We’re pleased to announce that labels, a new grouping mechanism for your cloud resources, is now widely available in GCP. With labels, you can group related resources together by adding metadata to your resources in the form of key-value pairs. This feature helps enterprises better organize resources, and gain visibility into resource usage and spending.

At Descartes Labs, we process petabytes of satellite imagery on a daily basis that we store in GCP. We use labels to tag our Google Cloud Storage buckets by functional business area so that we have better visibility into how resource usage looks across departments. We also use labels with Google Compute Engine to identify the processing pipelines across different areas of our environment so that we have an accurate view of how resource costs map to our business. We can easily track any cost changes by exporting resource billing details to Big Query and using Data Studio Dashboards.

—Tim Kelton, Co-Founder and Cloud Architect, Descartes Labs

Labels provide a convenient way for developers and administrators to organize resources at scale

By adding labels such as costcenter=c23543, service=playlist, and environment=test to your VMs or GCS buckets it’s easy to understand, for example, where your resources are deployed, for what purpose and which cost center they should be charged to.

The screenshot below shows how you can associate labels with Compute Engine instances through the UI.

Labels can be used to associate your GCP resources with your cost center of choice.

You can also, for example, further subdivide the playlist service into the systems that represent the web front-end and a different set of resources that represent a storage system (e.g., a Cassandra cluster). By assigning the labels component=frontend to all the web front-end resources, and component=storage to the Cassandra cluster, you can search and filter to find just the VMs that make up the front-end, as shown in the screenshot below.

Use labels to search and filter on specific GCP resources.

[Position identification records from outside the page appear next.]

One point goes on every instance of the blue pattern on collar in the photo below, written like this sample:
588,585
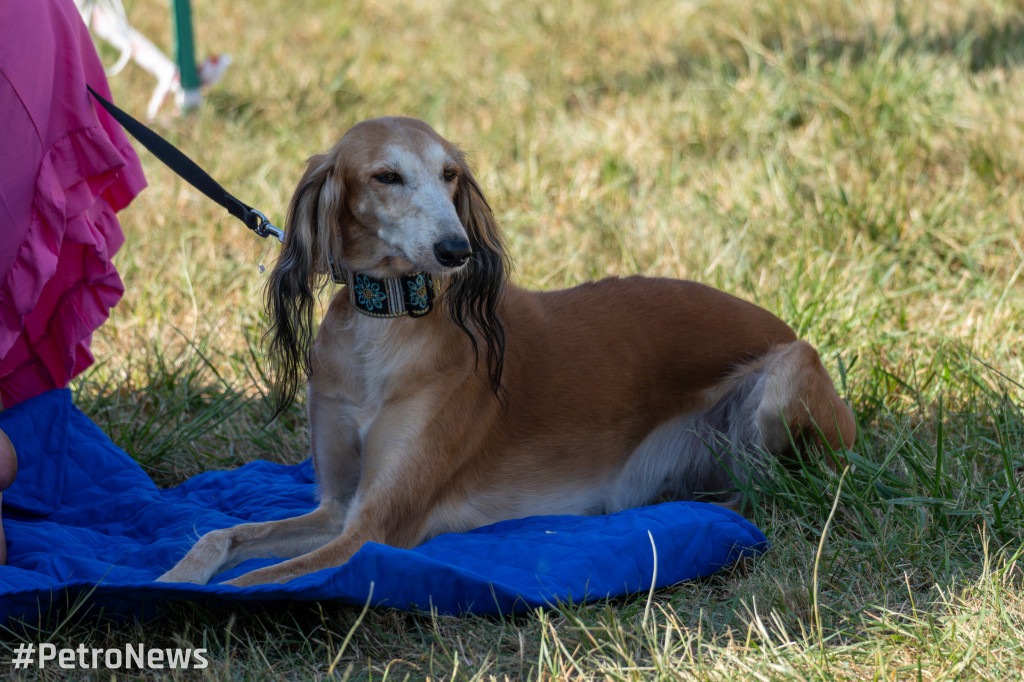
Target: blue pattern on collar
406,295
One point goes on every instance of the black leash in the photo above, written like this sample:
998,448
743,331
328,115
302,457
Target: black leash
189,170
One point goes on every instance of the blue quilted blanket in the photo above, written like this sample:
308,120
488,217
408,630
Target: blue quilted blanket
85,524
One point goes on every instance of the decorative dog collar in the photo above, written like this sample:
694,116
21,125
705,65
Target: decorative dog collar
411,295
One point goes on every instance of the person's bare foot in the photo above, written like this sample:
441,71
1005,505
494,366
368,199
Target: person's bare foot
8,469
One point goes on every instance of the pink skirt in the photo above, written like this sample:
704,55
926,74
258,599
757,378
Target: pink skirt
66,169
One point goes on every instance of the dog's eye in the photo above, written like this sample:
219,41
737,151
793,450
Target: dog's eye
388,177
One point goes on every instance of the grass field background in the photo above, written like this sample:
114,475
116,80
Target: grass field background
854,167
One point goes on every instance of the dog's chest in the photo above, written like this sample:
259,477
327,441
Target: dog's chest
372,361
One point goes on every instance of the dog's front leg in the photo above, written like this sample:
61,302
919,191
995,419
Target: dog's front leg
403,473
219,550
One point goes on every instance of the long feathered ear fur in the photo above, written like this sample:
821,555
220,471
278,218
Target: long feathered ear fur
473,298
311,245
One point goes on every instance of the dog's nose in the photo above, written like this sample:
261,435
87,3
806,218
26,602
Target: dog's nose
452,252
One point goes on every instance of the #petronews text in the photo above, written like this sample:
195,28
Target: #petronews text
131,656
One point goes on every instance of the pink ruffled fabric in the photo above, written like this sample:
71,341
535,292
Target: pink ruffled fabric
66,169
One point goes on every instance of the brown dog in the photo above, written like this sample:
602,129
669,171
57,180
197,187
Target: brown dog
441,397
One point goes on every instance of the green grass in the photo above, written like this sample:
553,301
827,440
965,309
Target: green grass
854,167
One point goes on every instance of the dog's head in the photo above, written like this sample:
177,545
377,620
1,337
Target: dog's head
392,197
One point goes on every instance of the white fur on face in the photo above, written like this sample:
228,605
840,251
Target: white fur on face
414,214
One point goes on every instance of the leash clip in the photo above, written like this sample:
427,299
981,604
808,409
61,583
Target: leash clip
265,228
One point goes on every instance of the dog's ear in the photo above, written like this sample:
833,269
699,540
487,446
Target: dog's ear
312,246
473,298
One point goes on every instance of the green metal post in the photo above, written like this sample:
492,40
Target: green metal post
184,50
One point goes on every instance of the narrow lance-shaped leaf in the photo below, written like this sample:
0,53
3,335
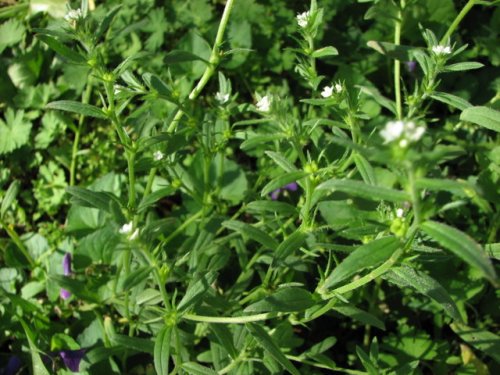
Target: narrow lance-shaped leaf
360,189
368,255
483,116
462,246
270,346
77,107
162,350
423,283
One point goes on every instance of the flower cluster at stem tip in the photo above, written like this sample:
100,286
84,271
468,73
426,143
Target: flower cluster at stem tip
329,90
303,19
403,131
264,104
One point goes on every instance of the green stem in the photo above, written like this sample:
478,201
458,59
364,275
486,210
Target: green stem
230,319
76,141
212,64
397,63
18,242
457,21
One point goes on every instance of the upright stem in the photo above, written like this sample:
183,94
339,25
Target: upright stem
76,141
457,21
212,63
397,63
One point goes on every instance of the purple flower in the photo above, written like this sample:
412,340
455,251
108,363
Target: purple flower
72,358
13,366
290,187
65,294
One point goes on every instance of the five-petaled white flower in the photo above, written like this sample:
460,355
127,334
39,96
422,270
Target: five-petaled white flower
327,91
221,98
126,228
441,50
303,19
264,104
158,155
73,15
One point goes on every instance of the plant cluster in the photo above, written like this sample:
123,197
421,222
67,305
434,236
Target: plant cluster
249,187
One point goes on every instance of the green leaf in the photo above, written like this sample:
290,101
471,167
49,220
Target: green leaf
36,361
252,232
14,132
365,169
136,277
194,368
290,245
63,50
95,199
483,116
324,52
225,338
9,197
282,180
266,341
453,100
286,299
106,22
196,291
460,67
480,339
462,246
77,107
360,189
368,255
135,343
162,350
407,276
360,315
154,197
281,161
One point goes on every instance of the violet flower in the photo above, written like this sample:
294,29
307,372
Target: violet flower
290,187
65,294
72,358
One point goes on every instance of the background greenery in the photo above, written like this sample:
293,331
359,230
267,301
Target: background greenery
211,243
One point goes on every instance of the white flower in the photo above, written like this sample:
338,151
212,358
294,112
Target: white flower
327,91
264,104
126,228
392,131
221,98
441,50
73,15
303,19
158,155
400,212
134,235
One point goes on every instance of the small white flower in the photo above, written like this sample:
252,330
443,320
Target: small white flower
303,19
126,228
73,15
134,235
327,91
441,50
264,104
392,131
221,98
158,155
400,212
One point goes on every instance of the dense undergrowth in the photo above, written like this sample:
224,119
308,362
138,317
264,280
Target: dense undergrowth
249,187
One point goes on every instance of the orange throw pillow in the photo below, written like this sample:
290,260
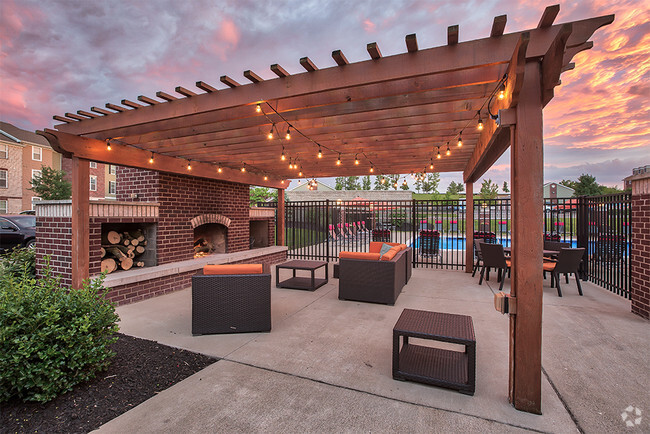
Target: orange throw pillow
233,269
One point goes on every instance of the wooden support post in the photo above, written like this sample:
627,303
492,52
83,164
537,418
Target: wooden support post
280,218
527,176
469,227
80,221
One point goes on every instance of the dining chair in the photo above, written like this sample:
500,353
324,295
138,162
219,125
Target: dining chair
568,261
494,257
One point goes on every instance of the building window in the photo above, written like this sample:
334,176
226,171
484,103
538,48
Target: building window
37,153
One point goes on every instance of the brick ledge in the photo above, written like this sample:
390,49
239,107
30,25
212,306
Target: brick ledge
173,268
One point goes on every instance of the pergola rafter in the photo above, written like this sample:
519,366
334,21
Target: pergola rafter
389,111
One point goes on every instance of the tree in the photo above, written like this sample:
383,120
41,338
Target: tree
366,183
489,189
262,194
431,182
50,185
454,188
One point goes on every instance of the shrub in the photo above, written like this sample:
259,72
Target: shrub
17,262
51,338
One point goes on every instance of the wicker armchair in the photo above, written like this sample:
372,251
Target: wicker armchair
231,303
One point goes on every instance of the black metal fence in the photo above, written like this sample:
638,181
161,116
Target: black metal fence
435,229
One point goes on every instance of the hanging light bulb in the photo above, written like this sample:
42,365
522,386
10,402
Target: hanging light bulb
502,91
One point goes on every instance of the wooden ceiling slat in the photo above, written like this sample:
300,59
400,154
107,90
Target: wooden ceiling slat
498,26
131,104
548,17
339,58
205,87
228,81
308,64
164,95
87,114
115,107
254,78
373,50
101,110
185,92
452,35
411,43
147,100
279,71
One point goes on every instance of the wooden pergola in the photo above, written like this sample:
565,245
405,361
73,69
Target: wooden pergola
391,113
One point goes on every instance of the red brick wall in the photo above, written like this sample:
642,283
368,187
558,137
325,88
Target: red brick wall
640,255
182,198
54,238
131,293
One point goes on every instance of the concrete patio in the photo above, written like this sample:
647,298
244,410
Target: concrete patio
326,365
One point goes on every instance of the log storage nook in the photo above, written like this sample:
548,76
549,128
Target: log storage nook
471,100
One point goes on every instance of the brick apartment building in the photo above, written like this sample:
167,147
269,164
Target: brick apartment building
22,155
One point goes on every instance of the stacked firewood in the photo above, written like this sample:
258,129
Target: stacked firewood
120,251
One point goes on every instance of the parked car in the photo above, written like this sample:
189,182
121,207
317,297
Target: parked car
17,230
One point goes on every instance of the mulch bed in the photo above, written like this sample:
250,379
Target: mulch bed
139,370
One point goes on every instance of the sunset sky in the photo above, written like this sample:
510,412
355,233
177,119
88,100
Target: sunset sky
64,56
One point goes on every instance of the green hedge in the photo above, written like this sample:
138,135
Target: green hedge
51,338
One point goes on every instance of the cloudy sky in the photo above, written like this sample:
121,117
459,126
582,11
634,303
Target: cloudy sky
63,56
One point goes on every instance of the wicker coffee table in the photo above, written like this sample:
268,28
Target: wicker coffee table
308,283
435,366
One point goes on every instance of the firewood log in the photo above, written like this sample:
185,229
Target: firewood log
108,265
111,237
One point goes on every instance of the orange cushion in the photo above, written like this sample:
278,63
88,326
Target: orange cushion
375,246
391,253
233,269
360,255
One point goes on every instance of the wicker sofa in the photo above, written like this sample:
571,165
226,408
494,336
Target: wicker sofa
233,298
363,276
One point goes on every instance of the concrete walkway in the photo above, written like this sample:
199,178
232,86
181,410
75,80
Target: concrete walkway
326,365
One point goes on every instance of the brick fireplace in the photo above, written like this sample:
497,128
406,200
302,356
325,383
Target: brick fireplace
174,211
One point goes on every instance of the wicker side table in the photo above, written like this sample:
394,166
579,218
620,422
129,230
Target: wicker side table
435,366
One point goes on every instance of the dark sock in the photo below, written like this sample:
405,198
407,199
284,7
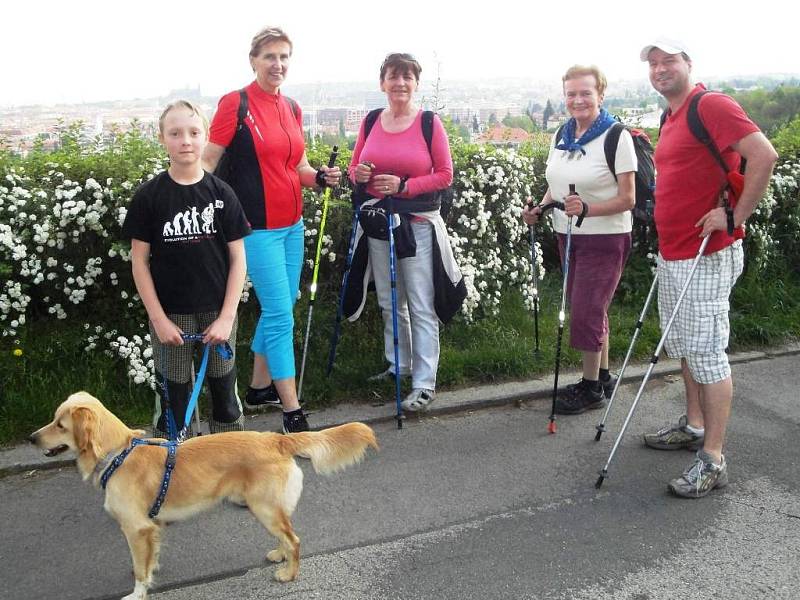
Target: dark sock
591,384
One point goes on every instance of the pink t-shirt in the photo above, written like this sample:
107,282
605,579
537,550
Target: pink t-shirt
689,179
405,154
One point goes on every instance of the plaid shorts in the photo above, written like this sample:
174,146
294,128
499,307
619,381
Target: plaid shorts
176,361
179,358
701,329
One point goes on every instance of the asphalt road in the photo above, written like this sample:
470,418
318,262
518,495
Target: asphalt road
481,504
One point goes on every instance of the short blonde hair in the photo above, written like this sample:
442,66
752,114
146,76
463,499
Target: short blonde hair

Using labels to understand costs

When you enable the export of billing data to BigQuery, labels are exported to BigQuery with all corresponding GCP resources and their usage. This makes it easier for CIOs and managers to answer questions such as:

  • What does the shopping cart service in my application cost to run?
  • How much do I spend on developer test machines?

You can use BigQuery in combination with labels such as costcenter=c23543, service=playlist, and environment=test on your VMs or GCS buckets, to understand exactly what all test systems resources cost versus production resources, or how much the playlist service costs.

Here, Billing export to BigQuery has been enabled. "Labels-demo-prj" is the source of your resource usage and "labels_demo_bqexport" is the destination dataset where usage data is stored.

Once you export your usage and labels to BigQuery, finding out how much your “playlist” service costs becomes very easy, as shown in the example below.

Here, you can see Google Compute Engine usage and its associated cost in BigQuery.

Labels are a powerful tool to track your GCP usage and resources at scale, and with the granularity you need. You can find a list of all GCP services that support labels today on the documentation page. Stay tuned as we announce more features for labels.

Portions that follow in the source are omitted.